I tried switching the memories, plugging out an NVMe, turning it on without any USBs plugged in, and what not. Same problem happens all the time.
Does anyone know what's going on with this machine?
iFFgen says
I had the same thing from the very beginning, but after some time of torment, I just reset the bios with the button on the front panel and everything went smoothly
VirtualUser says
@Viper, could you please share the updated 0.22 BIOS from December? I am having some issues with the BIOS from October (RAM settings not working). Kr
Viper says
https://drive.google.com/drive/folders/1po8EpufA9L3mu4T0gckoOqgjScAShi36?usp=sharing
CW56-58-2022-10-09.rom - download from my 5825u
CW56-58-2022-10-09.rom - download from www
CW56-58-2022-12-12.rom - download from 5600u
Erik says
Can anyone get ECC ram to work with this board?
There are a number of settings about ECC in the BIOS (0.22).

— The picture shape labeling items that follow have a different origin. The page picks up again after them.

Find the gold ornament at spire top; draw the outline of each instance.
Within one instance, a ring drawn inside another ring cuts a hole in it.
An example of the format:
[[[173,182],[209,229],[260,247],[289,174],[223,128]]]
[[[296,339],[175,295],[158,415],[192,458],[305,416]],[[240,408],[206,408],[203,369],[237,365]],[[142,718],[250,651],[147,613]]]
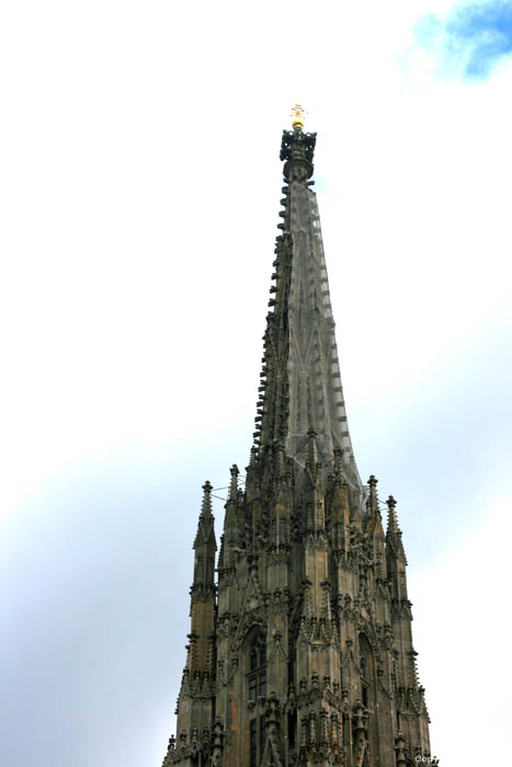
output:
[[[303,130],[304,128],[304,121],[307,115],[307,112],[303,110],[300,104],[295,104],[295,106],[292,108],[292,127],[295,128],[300,128]]]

But when i run Memtest86 it reports
"ECC Enabled: No"
and
"ECC Polling: Disabled"
I tried contacting Changwang about ECC support for this board but the only answer i got was:
"Hello AMD is supported ECC"
Davd says
The 5800G is a Cezanne APU which does not support ECC on the non-PRO versions. The 5825U is a Barcelo core which does seem to support ECC.
See:
https://www.techpowerup.com/cpu-specs/ryzen-7-5825u.c2521
https://www.techpowerup.com/cpu-specs/ryzen-7-5800u.c2746
Erik says
@Davd
I have the 5825U version
Steve says
I was thinking about breaking out the 3rd m.2 slot for pci-e, and putting an x710 NIC on it. Does there happen to be an SR-IOV setting in the BIOS? Anyone try this?

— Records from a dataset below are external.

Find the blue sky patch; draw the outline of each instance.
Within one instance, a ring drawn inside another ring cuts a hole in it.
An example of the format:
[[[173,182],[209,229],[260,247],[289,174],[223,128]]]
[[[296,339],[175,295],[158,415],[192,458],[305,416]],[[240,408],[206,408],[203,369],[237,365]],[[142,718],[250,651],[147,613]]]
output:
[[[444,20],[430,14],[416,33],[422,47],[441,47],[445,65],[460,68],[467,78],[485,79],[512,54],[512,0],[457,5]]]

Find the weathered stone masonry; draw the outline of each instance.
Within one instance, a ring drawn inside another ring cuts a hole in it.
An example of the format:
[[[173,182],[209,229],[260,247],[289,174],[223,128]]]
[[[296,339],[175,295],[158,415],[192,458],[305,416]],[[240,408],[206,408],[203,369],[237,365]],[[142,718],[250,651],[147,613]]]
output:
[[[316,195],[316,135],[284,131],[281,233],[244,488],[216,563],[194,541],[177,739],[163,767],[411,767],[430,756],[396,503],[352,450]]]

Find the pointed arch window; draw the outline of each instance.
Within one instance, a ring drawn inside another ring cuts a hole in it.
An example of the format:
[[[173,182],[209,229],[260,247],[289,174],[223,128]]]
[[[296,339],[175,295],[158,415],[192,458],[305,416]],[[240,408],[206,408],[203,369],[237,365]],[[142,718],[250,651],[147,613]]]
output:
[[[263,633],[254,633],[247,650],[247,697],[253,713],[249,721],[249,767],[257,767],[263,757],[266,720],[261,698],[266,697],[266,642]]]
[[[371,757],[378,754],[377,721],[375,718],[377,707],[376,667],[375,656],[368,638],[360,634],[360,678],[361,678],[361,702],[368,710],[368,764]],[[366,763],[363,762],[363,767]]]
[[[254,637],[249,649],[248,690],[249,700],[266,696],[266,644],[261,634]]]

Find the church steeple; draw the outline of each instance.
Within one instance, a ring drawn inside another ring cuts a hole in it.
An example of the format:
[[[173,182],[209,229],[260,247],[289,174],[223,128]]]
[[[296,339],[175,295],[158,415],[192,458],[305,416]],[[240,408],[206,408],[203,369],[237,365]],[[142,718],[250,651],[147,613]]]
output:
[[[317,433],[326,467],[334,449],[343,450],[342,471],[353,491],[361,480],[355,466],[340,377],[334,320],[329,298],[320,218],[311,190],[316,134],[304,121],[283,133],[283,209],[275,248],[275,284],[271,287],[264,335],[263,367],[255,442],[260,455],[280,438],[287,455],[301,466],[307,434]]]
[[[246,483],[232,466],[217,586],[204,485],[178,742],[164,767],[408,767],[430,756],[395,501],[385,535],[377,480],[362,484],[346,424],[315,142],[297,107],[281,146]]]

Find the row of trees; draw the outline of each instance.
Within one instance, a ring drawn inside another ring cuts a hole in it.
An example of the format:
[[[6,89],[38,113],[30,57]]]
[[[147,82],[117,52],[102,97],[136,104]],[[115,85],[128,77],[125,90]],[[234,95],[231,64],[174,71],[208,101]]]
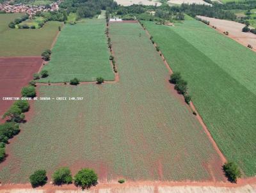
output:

Isaac Aymerich Franco says
Hey I also have 5800U unit! replaced thermal paste down to 63ºC!! I wanted to ask.. did you were able to passtrough the amdgpu integrated to VM? I was able to extract vbios from BIOS update, something needed to passtrough, I can share if you want, I can use it to transcode in the VM but black screen.

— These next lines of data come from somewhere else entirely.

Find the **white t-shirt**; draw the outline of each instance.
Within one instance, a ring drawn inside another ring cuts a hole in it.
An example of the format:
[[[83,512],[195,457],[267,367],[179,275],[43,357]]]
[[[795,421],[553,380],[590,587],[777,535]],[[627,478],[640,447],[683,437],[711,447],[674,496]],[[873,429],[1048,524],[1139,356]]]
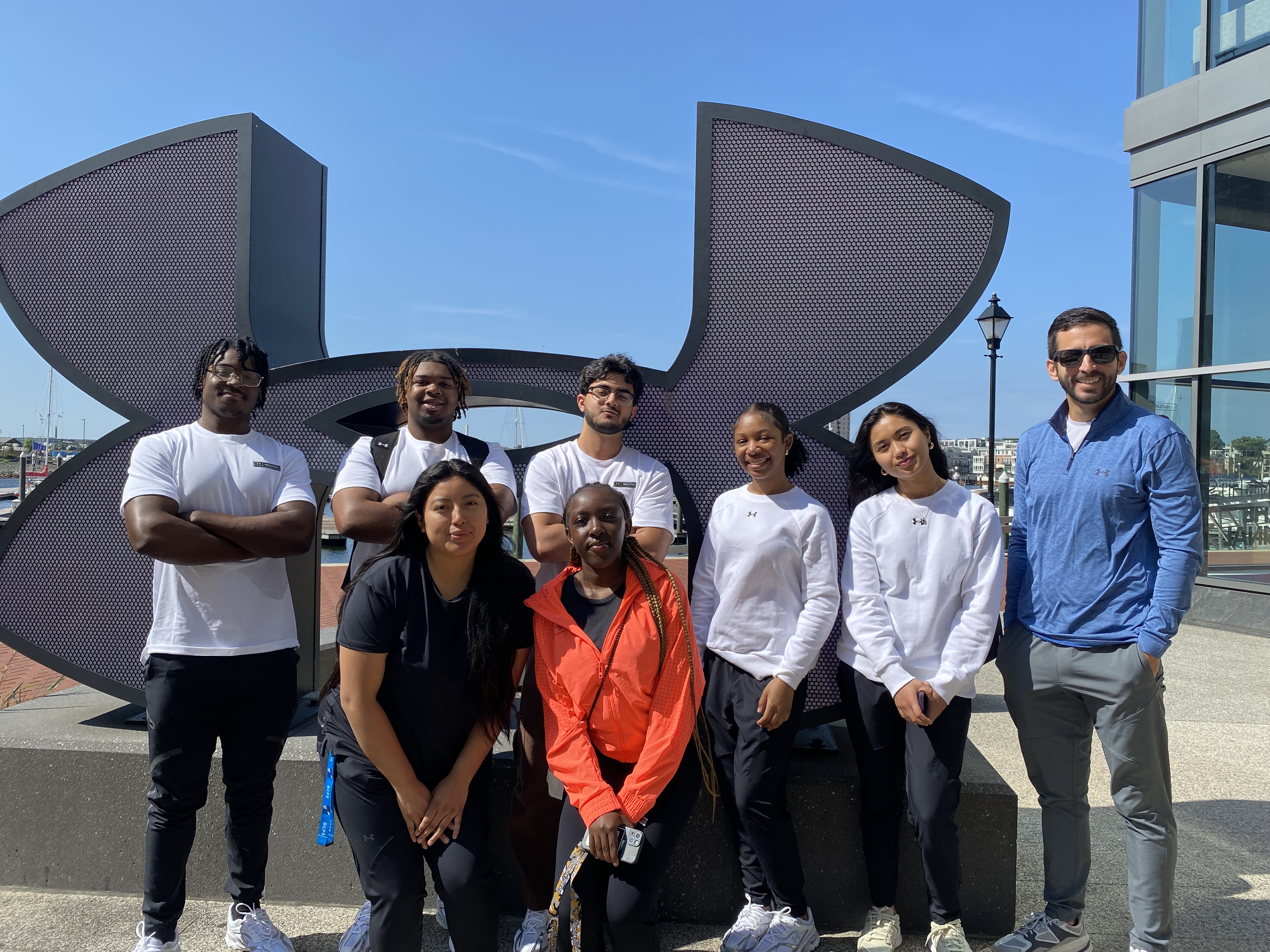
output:
[[[622,447],[612,459],[593,459],[582,452],[575,439],[544,449],[530,459],[525,471],[521,518],[533,513],[560,515],[574,490],[588,482],[603,482],[621,490],[636,528],[674,532],[674,487],[665,466],[630,447]],[[564,567],[564,562],[542,562],[538,566],[538,588]]]
[[[119,512],[136,496],[168,496],[183,513],[225,515],[264,515],[283,503],[316,505],[298,449],[254,430],[221,434],[197,423],[137,440]],[[152,652],[254,655],[298,644],[286,560],[155,561],[154,623],[142,661]]]
[[[1080,423],[1073,420],[1071,416],[1067,418],[1067,442],[1072,444],[1073,453],[1081,448],[1081,443],[1083,443],[1085,438],[1090,435],[1090,426],[1092,425],[1093,420]]]
[[[339,470],[335,471],[335,486],[331,495],[342,489],[361,486],[378,493],[380,499],[386,499],[394,493],[413,490],[423,471],[433,463],[439,463],[442,459],[471,462],[464,444],[458,442],[457,433],[451,433],[450,439],[444,443],[415,439],[410,435],[406,424],[403,424],[398,433],[400,435],[396,446],[392,447],[392,454],[389,457],[389,466],[384,471],[382,480],[380,471],[375,468],[375,458],[371,456],[371,437],[362,437],[344,453]],[[481,463],[480,472],[490,485],[507,486],[512,490],[512,495],[516,495],[516,471],[512,468],[512,461],[507,452],[498,443],[489,444],[489,456]],[[349,560],[349,572],[357,574],[358,566],[382,548],[384,545],[380,542],[358,542],[356,555]]]
[[[838,541],[829,510],[796,486],[720,495],[692,575],[697,642],[798,688],[838,617]]]
[[[870,496],[851,514],[838,659],[892,694],[917,678],[945,701],[974,697],[1005,575],[1001,519],[983,496],[952,480],[925,499]]]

What about SR-IOV? can I share my gpu between multiple VM's?
ovizii says
@Isaac could you please share the extracted vbios? I would very much appreciate that.
NoobNoob says
Installed EsXi 8.0, but NICs (DHCP) aren't comming up. No network connectivity. Do I have to adjust a setting in the bios(0.22)?
NoobNoob says
problem solved. Was a router issue
Lee says
@Viper, how to flash the new .rom file in 5825u? I tried mod the iso, but it don't works and I can't figure it out. Thanks!
Renato says
Hello, are the 2 x "TB M2 Samsung in Mirror ?
Hilko says
No, they're independent drives.
Diego says
one of my 5800u died yesterday, benchmarking ontap select on 980 pro with stock thermal paste at 25w bios config.
nics leds blink but cant power on
Nik says
I got three of these nodes but I cannot do vSAN on them. The manufacturer claims support for 3 x NVMEs, but one of them is not usable (unless I leave one of the side panels open).
Jeremy says
Hey, great write up! I ran into a similar issue with EVC on the Ryzen 5950x desktop parts - in that vcenter told me it was not Zen 3 compatible and I had to end up choosing Zen 2 EVC mode. Unfortunate, but glad to see its not just me and that other people are experiencing the same thing with other parts.